Last month, Arizona Senator John McCain was buried. Whatever your political standing is, McCain was an American hero. He served with distinction in the Vietnam War. He was captured and held in a hellhole of a North Vietnamese prison camp, where he endured five long years of gruesome torture that left him physically disfigured and disabled for the rest of his life. When offered an early release designed to embarrass his father, who was a four-star admiral in the Navy, he declined and endured two more years of imprisonment.

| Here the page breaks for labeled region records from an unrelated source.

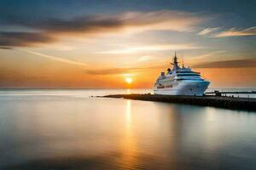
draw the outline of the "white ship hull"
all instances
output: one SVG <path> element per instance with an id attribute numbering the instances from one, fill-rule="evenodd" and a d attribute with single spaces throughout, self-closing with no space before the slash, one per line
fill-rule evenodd
<path id="1" fill-rule="evenodd" d="M 195 95 L 202 96 L 209 86 L 207 81 L 182 81 L 176 83 L 172 88 L 157 88 L 154 87 L 154 94 L 162 95 Z M 167 86 L 170 87 L 170 86 Z"/>

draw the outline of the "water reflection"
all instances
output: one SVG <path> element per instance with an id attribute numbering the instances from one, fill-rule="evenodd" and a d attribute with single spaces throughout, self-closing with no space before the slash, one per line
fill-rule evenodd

He certainly wasn’t a man without flaws, and many had good faith differences with his politics. But John McCain uniquely embodied certain uniquely American characteristics that are becoming increasingly rare today. One of those characteristics is a profound sense of gratitude. McCain reflected on various events in his life—he crashed airplanes, he was a conduct case at the Naval Academy, he was nearly killed in a terrible shipboard fire, he was shot down and tortured for years, and he was attacked unfairly in the press when he ran for President against Barack Obama. After all of this, he said “I do not know anyone alive — I’ve never heard of anyone — who is as lucky as I am.” Notwithstanding a difficult and painful life, McCain consistently pushed grievance aside and expressed gratitude for his life, for those around him, and for our country. That outlook led him to stand up for the things that make our country great when he felt they were under attack.

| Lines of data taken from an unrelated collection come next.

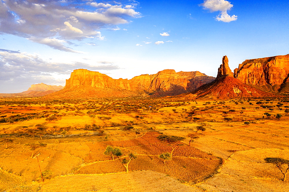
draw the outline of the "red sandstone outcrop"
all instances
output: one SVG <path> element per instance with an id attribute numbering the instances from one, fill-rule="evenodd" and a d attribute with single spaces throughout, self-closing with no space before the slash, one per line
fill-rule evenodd
<path id="1" fill-rule="evenodd" d="M 234 76 L 234 73 L 229 67 L 229 60 L 226 55 L 223 57 L 222 64 L 218 69 L 218 75 L 216 78 L 217 79 L 224 75 L 232 77 Z"/>
<path id="2" fill-rule="evenodd" d="M 31 87 L 28 88 L 28 91 L 58 91 L 64 88 L 64 87 L 59 85 L 49 85 L 45 84 L 43 83 L 38 84 L 31 85 Z"/>
<path id="3" fill-rule="evenodd" d="M 246 60 L 234 70 L 242 82 L 265 90 L 288 92 L 289 54 Z"/>
<path id="4" fill-rule="evenodd" d="M 131 79 L 113 79 L 99 72 L 80 69 L 73 70 L 64 89 L 49 96 L 104 97 L 175 95 L 188 92 L 215 78 L 199 71 L 177 73 L 166 69 L 156 74 L 142 75 Z M 86 93 L 86 91 L 89 93 Z M 68 93 L 70 93 L 68 94 Z"/>
<path id="5" fill-rule="evenodd" d="M 224 56 L 223 63 L 218 69 L 218 75 L 214 81 L 201 86 L 183 96 L 194 98 L 224 99 L 272 95 L 271 94 L 245 85 L 234 78 L 228 64 L 228 58 L 227 56 Z"/>
<path id="6" fill-rule="evenodd" d="M 64 88 L 60 85 L 49 85 L 42 83 L 31 85 L 28 90 L 16 93 L 0 93 L 0 97 L 41 97 L 60 91 Z"/>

Gratitude is a focus on things that go right in life. It’s no secret that feelings of gratitude are highly correlated with high levels of happiness. And when we express our gratitude for others to the ones we are grateful for, we become even happier.
Why is it that we so love that uniquely American holiday of Thanksgiving? It might be the great food, or the football, or the time spent with family. But it could also be that we have a national holiday dedicated to gratitude and to reflecting upon our good fortune—that we focus, for one day, on all that has gone right in our individual and collective lives and that we express our gratitude to each other and to our Creator. Is there a way that we can bring some measure of this to the other 364 days of our year?
So, where to begin? Yale professor Laurie Santos teaches a course called “Psychology and the Good Life,” which has become the most popular course in Yale history. Santos has some helpful suggestions on practicing our gratitude and becoming a happier person. First, we should pay attention. We should notice the good—a good meal, a kind deed from a stranger, or a moment of peace. This helps us block “feelings of victimhood.” A big part of her focus is also that it’s possible to be happy without every material need being met. Second, we should consider taking an inventory of these good things, maybe by writing them down, as my English teacher has us do every day (thanks Ms. Gallicchio!). This process of “gratitude journaling” helps us understand and appreciate the sources of our gifts. Finally, we should express our gratitude, to our parents, our siblings, our friends, our coaches, and our teachers. Maybe say a prayer. Did someone make a difference for you? Helped you? Pushed you or corrected you? Tell them.
No one wants to experience the hardships and hazards that John McCain faced. But if we learn to feel and express some measure of gratitude like he did, we may be happier.